Results : Customized PROSE considerably reduced the amount of residual optical aberrations (RMS right after fitting–conventional: 2.49±1.01 µm; custom: 0.41±0.18 µm). Improved optical quality with the fitted custom PROSE was stable over time (mean variation: .049±.02 µm and .042±.02 µm). Under this stable improved optical quality, both KC subjects showed a significant amelioration in high-contrast visual acuity, by 1.5 lines (0.04 to -0.1 logMAR) and 1.3 lines (-0.02 to -0.15 logMAR), respectively.
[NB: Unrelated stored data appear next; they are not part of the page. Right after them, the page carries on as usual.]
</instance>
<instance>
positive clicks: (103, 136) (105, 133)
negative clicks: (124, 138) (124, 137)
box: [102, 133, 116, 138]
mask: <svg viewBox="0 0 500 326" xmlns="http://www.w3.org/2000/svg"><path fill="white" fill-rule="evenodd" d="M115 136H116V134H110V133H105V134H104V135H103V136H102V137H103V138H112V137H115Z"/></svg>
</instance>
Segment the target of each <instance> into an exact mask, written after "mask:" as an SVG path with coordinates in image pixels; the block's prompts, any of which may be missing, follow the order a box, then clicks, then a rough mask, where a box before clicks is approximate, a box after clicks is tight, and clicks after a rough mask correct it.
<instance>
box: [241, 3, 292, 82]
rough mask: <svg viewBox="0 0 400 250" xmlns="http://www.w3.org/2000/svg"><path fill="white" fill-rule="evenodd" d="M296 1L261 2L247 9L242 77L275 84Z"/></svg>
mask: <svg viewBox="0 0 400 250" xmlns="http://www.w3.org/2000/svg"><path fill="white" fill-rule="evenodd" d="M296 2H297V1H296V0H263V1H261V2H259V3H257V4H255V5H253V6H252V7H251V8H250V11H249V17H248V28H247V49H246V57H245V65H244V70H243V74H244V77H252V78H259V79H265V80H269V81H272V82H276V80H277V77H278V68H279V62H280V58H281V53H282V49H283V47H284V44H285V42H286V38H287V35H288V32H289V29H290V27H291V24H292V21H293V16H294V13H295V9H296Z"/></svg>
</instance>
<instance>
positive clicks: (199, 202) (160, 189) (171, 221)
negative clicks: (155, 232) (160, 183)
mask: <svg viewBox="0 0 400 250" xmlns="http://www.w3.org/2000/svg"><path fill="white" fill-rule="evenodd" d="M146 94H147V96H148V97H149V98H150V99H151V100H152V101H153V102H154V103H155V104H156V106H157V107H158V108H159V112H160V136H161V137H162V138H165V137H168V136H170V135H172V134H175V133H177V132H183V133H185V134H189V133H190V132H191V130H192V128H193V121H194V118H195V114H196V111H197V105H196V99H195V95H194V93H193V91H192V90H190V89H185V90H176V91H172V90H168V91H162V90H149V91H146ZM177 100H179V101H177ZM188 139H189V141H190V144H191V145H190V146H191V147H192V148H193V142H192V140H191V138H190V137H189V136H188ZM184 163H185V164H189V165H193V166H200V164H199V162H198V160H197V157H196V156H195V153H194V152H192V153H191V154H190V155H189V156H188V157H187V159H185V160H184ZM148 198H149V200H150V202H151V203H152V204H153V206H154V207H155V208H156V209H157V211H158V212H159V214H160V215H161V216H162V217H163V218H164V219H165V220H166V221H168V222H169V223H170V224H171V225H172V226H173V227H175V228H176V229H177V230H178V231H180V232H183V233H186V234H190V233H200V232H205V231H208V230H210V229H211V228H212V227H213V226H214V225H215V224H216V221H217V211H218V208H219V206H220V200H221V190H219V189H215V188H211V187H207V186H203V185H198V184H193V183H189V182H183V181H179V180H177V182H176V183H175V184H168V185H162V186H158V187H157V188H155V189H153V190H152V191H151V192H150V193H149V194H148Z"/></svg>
Contrast sensitivity also improved following PROSE fitting by 2.85±29%, 68.5±1.7% and 80±1.5% at 4, 8, 16 c/deg, respectively.

Conclusions : Passive neural re-adaptation to improved ocular optics helps recover deficits in neural processing imposed by long-term adaptation to large ocular aberrations, suggesting that interactions between optical and neural factors play a major role in visual functions. Future work will focus on further enhancement of this neural re-adaptation process by combining the use of customized vision correction technology with active visual training over longer time periods.

This is an abstract that was submitted for the 2017 ARVO Annual Meeting, held in Baltimore, MD, May 7-11, 2017.